[BUG] esp32 pid controller + psram issue

yamt commented 1 month ago

Description / Steps to reproduce the issue

see the following test code:

#include <nuttx/sched.h>

void print_stackinfo(const char *label, const struct stackinfo_s *p) {
  printf("%s: %p: %zu %p %p\n", label, p, p->adj_stack_size, p->stack_alloc_ptr,
         p->stack_base_ptr);
}

void test(void) {
  int i;

  struct stackinfo_s s;
  nxsched_get_stackinfo(0, &s);
  for (i = 0; i < 4; i++) {
    print_stackinfo("iram", &s);
  }

  struct stackinfo_s *psram = (void *)SOC_EXTRAM_DATA_LOW;
  nxsched_get_stackinfo(0, psram);
  for (i = 0;; i++) {
    print_stackinfo("psram", psram);
    if (psram->stack_alloc_ptr == s.stack_alloc_ptr) {
      break;
    }
  }
}

run it with a configuration where:

esp32 protected mode
userland pid is 5 (ie. CONFIG_ESP32_USER_DATA_EXTMEM is not set)
psram is initialized but not registered to any nuttx system heaps. (so that user apps can use them directly)

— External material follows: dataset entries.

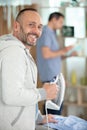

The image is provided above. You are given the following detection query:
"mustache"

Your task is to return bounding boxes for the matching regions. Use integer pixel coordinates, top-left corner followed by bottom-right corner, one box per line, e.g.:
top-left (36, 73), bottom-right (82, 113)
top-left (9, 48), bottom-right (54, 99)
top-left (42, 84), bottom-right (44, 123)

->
top-left (27, 33), bottom-right (39, 38)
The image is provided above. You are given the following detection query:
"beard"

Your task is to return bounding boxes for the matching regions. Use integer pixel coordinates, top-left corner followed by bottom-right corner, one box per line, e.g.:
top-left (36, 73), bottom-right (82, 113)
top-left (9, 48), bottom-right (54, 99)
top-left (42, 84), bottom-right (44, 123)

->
top-left (19, 26), bottom-right (39, 46)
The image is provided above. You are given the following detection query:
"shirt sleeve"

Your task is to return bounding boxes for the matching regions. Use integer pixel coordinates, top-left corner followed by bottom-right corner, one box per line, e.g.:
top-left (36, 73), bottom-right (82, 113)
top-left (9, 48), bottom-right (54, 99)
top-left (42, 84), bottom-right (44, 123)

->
top-left (1, 47), bottom-right (45, 106)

for some reasons, it prints garbage-looking values on the first run as the following.

nsh> esp32_pid
print_stackinfo(iram): 0x3ffca290: 2000 0x3ffc9b40 0x3ffc9b70
print_stackinfo(iram): 0x3ffca290: 2000 0x3ffc9b40 0x3ffc9b70
print_stackinfo(iram): 0x3ffca290: 2000 0x3ffc9b40 0x3ffc9b70
print_stackinfo(iram): 0x3ffca290: 2000 0x3ffc9b40 0x3ffc9b70
print_stackinfo(psram): 0x3f800000: 1145050453 0x5d755d51 0x3ffd9b54
print_stackinfo(psram): 0x3f800000: 1145050453 0x5d755d51 0x3ffd9b54
print_stackinfo(psram): 0x3f800000: 1145050453 0x5d755d51 0x3ffd9b54
print_stackinfo(psram): 0x3f800000: 1145050453 0x5d755d51 0x3ffd9b54
nsh> esp32_pid
print_stackinfo(iram): 0x3ffca290: 2000 0x3ffc9b40 0x3ffc9b70
print_stackinfo(iram): 0x3ffca290: 2000 0x3ffc9b40 0x3ffc9b70
print_stackinfo(iram): 0x3ffca290: 2000 0x3ffc9b40 0x3ffc9b70
print_stackinfo(iram): 0x3ffca290: 2000 0x3ffc9b40 0x3ffc9b70
print_stackinfo(psram): 0x3f800000: 2000 0x3ffc9b40 0x3ffc9b70
nsh> esp32_pid
print_stackinfo(iram): 0x3ffca290: 2000 0x3ffc9b40 0x3ffc9b70
print_stackinfo(iram): 0x3ffca290: 2000 0x3ffc9b40 0x3ffc9b70
print_stackinfo(iram): 0x3ffca290: 2000 0x3ffc9b40 0x3ffc9b70
print_stackinfo(iram): 0x3ffca290: 2000 0x3ffc9b40 0x3ffc9b70
print_stackinfo(psram): 0x3f800000: 2000 0x3ffc9b40 0x3ffc9b70
nsh>

my understanding is that

nxsched_get_stackinfo system call (the kernel, which runs with pid 0) wrote the values to the buffer (psram)
the thread returned to the userspace. (thus switch its pid back to 5)
the userspace read the buffer immediately and got the wrong values for some reasons
for some reasons, after a while (5th iteration of the loop in the following example), it started reading the correct values.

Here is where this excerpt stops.